Aegis' 5-Year Outlook: Boost Regional Exposure, Push Digital


Call it a two-speed advertising world, where “high-gear” emerging markets drive growth in global expenditures for the next five years, while “low-gear” mature markets make a smaller contribution.

That’s how Aegis Group sees the industry developing during that time, according to company CEO Jerry Buhlmann. He offered the company’s perspective to analysts and investors at the Numis Securities Media Conference in London earlier this week.

The so-called BRIC countries (Brazil, Russia, India and China) will account for half of all growth in the global ad economy between 2011 and 2015, according to Buhlmann. North America will remain the world’s largest market during that time and contribute 19% to the industry’s total growth.

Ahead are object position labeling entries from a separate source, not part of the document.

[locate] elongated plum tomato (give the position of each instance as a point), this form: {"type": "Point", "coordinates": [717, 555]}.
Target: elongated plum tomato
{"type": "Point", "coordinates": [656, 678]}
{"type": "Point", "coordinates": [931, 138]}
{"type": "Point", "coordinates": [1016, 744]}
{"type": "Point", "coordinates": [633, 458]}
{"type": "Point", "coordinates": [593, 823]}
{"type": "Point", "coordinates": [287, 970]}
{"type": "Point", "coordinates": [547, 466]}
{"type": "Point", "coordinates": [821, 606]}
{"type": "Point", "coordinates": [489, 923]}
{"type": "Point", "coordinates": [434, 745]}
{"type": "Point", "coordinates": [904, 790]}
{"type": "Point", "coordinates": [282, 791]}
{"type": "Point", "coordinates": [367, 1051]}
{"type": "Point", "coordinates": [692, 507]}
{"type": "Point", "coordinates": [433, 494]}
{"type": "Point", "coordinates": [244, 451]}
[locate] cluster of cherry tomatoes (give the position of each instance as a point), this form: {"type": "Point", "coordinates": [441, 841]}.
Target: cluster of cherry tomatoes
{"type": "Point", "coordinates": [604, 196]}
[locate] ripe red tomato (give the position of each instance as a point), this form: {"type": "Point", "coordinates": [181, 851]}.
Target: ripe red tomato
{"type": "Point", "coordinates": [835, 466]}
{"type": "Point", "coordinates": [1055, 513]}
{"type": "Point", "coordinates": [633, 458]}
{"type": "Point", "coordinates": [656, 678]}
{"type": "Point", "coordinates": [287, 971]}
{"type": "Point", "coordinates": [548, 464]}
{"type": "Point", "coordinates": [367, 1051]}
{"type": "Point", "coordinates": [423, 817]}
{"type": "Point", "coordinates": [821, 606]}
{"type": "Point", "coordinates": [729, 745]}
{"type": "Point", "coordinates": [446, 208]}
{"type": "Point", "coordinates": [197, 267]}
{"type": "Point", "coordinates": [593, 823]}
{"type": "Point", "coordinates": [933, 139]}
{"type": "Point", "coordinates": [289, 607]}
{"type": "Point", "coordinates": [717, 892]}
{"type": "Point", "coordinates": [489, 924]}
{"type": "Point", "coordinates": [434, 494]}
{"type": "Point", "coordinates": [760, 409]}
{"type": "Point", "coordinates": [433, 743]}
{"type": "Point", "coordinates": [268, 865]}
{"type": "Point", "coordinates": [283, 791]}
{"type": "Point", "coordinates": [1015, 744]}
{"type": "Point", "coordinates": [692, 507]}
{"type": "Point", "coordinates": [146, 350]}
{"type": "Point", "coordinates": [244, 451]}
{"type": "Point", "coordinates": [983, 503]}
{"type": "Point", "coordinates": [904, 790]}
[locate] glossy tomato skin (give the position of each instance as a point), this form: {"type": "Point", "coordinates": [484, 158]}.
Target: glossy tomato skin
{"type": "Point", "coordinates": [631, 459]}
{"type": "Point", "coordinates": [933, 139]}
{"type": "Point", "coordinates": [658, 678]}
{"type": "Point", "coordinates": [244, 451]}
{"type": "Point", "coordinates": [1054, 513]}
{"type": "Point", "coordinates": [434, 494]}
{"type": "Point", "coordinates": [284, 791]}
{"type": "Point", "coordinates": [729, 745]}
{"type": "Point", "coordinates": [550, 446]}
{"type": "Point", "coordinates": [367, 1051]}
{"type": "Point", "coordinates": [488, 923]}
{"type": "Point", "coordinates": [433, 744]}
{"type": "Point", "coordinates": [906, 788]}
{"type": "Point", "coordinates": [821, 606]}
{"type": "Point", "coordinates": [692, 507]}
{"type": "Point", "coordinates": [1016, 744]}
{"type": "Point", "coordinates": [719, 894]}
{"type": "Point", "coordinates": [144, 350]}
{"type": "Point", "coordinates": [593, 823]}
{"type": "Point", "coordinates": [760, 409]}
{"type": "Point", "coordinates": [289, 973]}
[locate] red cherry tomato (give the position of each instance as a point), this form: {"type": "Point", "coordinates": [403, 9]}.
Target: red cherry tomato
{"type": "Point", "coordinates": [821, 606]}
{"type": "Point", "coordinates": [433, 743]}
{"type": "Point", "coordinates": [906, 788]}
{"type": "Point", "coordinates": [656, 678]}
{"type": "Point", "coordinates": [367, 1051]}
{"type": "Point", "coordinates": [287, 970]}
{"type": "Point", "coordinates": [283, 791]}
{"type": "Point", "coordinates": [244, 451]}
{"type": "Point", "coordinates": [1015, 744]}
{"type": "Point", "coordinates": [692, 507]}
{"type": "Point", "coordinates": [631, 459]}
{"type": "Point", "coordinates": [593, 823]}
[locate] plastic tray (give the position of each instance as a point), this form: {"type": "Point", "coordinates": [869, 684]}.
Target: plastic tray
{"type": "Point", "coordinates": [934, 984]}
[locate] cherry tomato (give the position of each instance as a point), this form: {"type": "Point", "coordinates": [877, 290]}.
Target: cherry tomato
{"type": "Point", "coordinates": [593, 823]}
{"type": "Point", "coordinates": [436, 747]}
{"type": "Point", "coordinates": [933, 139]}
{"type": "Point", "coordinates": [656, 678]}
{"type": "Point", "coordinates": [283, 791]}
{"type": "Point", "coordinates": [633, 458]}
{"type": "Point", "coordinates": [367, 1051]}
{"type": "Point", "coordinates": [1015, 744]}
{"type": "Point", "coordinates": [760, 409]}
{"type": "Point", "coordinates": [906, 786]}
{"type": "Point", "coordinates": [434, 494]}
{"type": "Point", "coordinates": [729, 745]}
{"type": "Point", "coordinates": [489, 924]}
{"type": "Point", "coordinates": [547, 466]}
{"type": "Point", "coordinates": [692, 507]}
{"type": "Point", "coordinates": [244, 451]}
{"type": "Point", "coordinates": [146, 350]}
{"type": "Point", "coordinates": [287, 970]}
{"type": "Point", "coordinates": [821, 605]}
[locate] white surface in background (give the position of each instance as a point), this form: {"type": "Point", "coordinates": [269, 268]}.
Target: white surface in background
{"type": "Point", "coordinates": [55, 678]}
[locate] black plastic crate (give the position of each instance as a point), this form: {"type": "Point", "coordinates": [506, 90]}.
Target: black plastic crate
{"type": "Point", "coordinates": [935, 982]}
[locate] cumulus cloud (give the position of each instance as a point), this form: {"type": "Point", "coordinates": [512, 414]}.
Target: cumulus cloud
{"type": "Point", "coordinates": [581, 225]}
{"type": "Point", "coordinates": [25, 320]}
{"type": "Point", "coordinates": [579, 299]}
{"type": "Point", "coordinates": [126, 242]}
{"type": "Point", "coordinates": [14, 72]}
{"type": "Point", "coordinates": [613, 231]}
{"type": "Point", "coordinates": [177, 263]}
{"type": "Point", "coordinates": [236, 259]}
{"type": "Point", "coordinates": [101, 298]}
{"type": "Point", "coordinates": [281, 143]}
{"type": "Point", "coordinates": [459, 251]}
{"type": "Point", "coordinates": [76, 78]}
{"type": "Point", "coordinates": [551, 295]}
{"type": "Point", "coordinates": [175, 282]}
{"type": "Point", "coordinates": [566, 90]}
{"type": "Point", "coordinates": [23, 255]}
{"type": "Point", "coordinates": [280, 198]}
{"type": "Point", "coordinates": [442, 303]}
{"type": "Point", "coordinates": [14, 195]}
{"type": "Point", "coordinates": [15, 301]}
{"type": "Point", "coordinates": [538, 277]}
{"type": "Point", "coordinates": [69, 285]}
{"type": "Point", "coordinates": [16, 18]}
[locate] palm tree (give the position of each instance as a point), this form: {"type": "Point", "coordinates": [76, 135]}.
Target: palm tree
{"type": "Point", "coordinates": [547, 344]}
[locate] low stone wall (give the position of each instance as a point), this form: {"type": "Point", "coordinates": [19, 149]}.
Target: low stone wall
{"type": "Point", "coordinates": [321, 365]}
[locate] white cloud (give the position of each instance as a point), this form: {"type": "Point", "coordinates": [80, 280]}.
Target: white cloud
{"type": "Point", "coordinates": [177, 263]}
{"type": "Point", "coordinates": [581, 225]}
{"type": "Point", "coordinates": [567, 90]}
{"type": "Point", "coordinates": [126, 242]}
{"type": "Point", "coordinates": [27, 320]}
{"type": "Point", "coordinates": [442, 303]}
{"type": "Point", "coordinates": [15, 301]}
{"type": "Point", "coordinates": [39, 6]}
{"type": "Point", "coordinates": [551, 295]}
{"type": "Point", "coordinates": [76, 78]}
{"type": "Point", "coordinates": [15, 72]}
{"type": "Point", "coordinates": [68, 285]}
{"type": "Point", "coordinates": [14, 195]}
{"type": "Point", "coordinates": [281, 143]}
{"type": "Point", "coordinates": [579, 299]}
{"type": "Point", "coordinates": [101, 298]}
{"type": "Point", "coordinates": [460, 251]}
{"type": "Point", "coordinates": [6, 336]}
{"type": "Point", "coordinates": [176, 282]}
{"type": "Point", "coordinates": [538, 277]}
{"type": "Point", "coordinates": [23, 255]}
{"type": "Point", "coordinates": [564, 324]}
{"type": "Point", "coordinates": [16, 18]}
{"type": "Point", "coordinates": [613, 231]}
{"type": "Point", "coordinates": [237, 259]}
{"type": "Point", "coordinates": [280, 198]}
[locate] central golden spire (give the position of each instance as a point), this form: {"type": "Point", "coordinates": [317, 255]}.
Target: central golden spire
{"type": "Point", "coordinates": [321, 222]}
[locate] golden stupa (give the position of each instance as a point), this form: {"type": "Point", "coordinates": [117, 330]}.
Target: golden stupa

Another dozen or so faster-growing markets, such as South Korea, Vietnam and Turkey, will account for a combined 10% of global ad growth, while the currently sluggish Western Europe will add an additional 8%.

Digital will continue to grow by leaps and bounds, Buhlmann told the Numis conference attendees. By 2016, Internet and mobile advertising combined will account for nearly 25% of all media expenditures, up from about 15% today, per Aegis Media estimates.

Buhlmann outlined several key objectives for Aegis going forward, including increasing its exposure to faster-growing regions and continuing to push the company’s digital capabilities, which accounted for 35% of total revenues by the end of 2011.

The firm also intends to boost organic growth by broadening its service offerings, while boosting its international and new business profile, Buhlmann said. Its new business efforts have paid off lately -- the firm has won $6 billion in net new business over the last 18 months, with half of that tied to the global General Motors media assignment win this year.

The company will continue to make strategic acquisitions that can help achieve its objectives, Buhlmann added. Aegis has spent more than $1.2 billion since 2005 on approximately 85 acquisitions. During that time, the return on invested capital has averaged 14%, he said.